Hallmark releases another Hanukkah movie aimed at people who have never heard of Hanukkah | Screen | Pittsburgh | Pittsburgh City Paper

Hallmark releases another Hanukkah movie aimed at people who have never heard of Hanukkah

click to enlarge Love, Lights, and Hanukkah! - PHOTO: CROWN MEDIA/FARAH NOSH
Photo: Crown Media/Farah Nosh
Love, Lights, and Hanukkah!
It's December, and that can only mean one thing: an incessant stream of made-for-TV holiday movies. Last year, Lifetime and Hallmark, the two biggest producers of cheap holiday movies, introduced viewers to the novel concept of Hanukkah movies. You might be wondering 'what's a Hanukkah movie?' And the answer is that it's a movie about Christmas that also has a little Hanukkah involved.

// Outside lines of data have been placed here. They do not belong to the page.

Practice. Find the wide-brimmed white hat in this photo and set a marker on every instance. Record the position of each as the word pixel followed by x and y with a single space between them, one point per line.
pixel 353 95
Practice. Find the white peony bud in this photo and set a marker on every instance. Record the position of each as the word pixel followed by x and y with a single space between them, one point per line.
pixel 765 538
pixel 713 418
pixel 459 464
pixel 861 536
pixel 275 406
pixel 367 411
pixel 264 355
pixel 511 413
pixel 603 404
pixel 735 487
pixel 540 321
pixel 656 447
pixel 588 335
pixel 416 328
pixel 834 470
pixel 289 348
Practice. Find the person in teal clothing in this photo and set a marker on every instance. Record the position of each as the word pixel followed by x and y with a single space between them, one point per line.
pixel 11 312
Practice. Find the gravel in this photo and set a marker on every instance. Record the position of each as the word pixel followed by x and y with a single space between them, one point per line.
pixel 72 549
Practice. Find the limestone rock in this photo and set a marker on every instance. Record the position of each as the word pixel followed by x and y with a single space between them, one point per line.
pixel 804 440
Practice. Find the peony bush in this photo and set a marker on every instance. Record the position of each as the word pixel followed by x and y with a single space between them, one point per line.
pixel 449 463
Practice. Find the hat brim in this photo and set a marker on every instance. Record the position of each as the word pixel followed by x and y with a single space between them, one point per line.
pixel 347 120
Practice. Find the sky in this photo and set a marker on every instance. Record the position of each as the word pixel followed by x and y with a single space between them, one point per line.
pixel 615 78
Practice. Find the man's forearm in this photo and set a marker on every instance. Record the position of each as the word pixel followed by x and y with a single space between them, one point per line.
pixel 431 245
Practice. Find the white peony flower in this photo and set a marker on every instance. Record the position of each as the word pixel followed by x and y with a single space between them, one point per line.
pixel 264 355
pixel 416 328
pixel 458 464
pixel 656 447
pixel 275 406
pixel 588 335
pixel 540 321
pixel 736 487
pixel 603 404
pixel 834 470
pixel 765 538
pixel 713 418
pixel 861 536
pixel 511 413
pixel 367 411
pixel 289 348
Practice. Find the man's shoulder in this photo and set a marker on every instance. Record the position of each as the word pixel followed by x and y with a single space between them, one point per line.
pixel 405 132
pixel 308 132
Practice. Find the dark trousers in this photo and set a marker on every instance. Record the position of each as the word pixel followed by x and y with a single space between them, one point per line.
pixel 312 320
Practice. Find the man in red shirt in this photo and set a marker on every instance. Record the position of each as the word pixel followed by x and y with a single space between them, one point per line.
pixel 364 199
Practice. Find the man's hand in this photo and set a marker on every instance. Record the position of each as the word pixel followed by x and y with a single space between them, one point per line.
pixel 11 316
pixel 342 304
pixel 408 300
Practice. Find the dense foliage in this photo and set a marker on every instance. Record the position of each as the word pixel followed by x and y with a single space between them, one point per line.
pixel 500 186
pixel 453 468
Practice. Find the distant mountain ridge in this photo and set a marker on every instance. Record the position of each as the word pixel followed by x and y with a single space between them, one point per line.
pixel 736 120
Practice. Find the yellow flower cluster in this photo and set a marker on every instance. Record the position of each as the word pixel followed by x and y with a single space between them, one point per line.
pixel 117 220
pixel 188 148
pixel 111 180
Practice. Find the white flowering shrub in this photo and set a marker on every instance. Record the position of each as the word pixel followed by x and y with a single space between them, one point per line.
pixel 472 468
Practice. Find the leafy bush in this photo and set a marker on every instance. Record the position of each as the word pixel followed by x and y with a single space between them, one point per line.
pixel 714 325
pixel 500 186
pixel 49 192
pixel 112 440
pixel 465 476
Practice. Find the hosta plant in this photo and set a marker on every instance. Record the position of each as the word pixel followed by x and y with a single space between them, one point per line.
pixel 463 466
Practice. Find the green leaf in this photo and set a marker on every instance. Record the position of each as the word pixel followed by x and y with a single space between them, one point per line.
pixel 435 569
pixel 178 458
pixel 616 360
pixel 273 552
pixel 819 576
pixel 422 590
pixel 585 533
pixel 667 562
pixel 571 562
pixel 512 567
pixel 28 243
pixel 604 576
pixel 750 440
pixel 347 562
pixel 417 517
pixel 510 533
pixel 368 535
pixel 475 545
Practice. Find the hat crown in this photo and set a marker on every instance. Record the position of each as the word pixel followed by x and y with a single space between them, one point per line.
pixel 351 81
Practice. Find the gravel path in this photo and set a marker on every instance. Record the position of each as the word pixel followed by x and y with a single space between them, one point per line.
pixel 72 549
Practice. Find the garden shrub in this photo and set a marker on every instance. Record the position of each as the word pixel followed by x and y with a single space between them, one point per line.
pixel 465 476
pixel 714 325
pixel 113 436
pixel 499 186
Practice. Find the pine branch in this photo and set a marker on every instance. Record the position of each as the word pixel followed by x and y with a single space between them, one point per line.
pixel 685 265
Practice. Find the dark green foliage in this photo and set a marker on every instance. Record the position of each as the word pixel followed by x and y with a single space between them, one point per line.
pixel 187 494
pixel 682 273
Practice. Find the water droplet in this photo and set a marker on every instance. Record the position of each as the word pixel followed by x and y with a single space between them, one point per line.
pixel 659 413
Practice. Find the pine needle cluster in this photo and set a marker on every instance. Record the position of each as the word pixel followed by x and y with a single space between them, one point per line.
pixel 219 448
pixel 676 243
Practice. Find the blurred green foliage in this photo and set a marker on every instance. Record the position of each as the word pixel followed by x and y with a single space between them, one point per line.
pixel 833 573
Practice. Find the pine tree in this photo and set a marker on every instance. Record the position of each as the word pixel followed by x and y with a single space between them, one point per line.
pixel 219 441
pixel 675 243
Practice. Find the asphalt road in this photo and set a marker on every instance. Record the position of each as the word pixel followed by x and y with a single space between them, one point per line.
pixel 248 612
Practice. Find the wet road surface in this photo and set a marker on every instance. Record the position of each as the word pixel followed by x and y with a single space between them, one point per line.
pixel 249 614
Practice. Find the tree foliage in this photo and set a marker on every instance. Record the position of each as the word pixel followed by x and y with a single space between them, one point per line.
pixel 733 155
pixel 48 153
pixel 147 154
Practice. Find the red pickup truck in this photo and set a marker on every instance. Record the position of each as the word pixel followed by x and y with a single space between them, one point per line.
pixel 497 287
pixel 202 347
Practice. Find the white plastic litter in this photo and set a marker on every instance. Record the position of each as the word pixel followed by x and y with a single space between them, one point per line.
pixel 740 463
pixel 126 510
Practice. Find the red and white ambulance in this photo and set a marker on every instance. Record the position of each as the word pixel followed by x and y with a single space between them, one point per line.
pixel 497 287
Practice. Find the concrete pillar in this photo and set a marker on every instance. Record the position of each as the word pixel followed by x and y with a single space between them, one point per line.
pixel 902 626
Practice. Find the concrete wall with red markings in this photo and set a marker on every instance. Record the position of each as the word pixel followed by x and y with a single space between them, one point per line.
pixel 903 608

This year's offering, Love, Lights, and Hanukkah!, is an extremely bland, surprisingly sweet film about a woman who takes a DNA test and finds out she's "50% Jewish." Now, she has to learn the overwhelming complexities of Hanukkah (a very simple holiday), in addition to feeding her staggering love of Christmas.

Christina Rossi (Mia Kirshner) is a chef at an Italian restaurant she inherited from her mother, who died the year before. She absolutely loves Christmas, to the point where her house is decorated with a dozen lawn ornaments and multiple Christmas trees. It's her first holiday without her mom, who loved Christmas (people in these movies have always recently lost a relative who loved Christmas). She takes the DNA test to see if she can connect with more family since she was adopted by a single mom.


(Note: while this movie is filmed in Vancouver and set in Cleveland, there is inexplicably a handful of establishing shots in Pittsburgh. The facade they use for the outside of Christina's restaurant is the Downtown Condado.)

As soon as Christina receives the news about her Jewish heritage, she gets a message from a local DNA connection, who wants to meet up. (The concept of a DNA test telling someone they are 50% Jewish is honestly too much to unpack, but just know it's ridiculous.)

Christina meets up with her mystery relative, Becky, who runs a Jewish deli called Lenny's Sports Deli (they do not elaborate on what a "sports deli" is). The two set out to figure out how they might be related, and when Becky brings Christina to meet her mom, Ruth (Marilu Henner), the pieces begin to fall together at a rapid pace, because this is not a movie about adoption or DNA tests. It's a movie about Christmas, and a little bit about Hanukkah, and of course falling in love.

SPOILER (not really): It turns out, Becky is Christina's birth mom! She gave her up for adoption after she got pregnant by some Italian guy years ago! Now Becky has to grapple with suddenly having this whole new, nice Jewish family while still mourning her non-biological mom!

Anyway, her new family includes some dude named David (Ben Savage, aka Cory on Boy Meets World), who is not related by blood but is a family friend who is literally always around. It's clear within the first half-hour that they will end up together, but they have to drag things out for the full length of the movie, which is difficult because they have to fit in everything there is to know about Hanukkah. The Jews in this movie say things like "Hanukkah is my favorite time of year" and show off their collection of ornate dreidels, two things I've never seen anyone say or do in real life.


I noted this last year when I wrote a review of the truly deranged film Mistletoe and Menorahs, in which a Christmas obsessive enlists a "Hanukkah tutor" to impress a client (don't get me started), but the truth is, there is really not that much to know about Hanukkah. You could learn it all within an hour. It's known among Jews as one of the least meaningful Jewish holidays, but popular culture puts more weight on it because it's around the same time as Christmas, and Jewish kids get jealous of Christmas presents.

While Christina and David, a food critic, fall in love, he teaches her the ways of Hanukkah, like what latkes and challah are (you would think a chef would know what these simple foods are, and yet). Kirshner and Savage actually have chemistry, but like the characters in almost every Hallmark movie, they are reduced to the blandest possible version of a person, not even daring to wear patterned clothing. There is also almost no conflict, except for the fact that David is traveling to Europe for six weeks to do research for his book.

Ultimately, Christina learns to love the ways of Hanukkah, embraces her new family, and falls in love. But most importantly, she introduces her new family to her Christmas tradition of hosting a Feast of the Seven Fishes dinner. Even in a movie with "Hanukkah" in the title, the movie ends with everyone celebrating Christmas.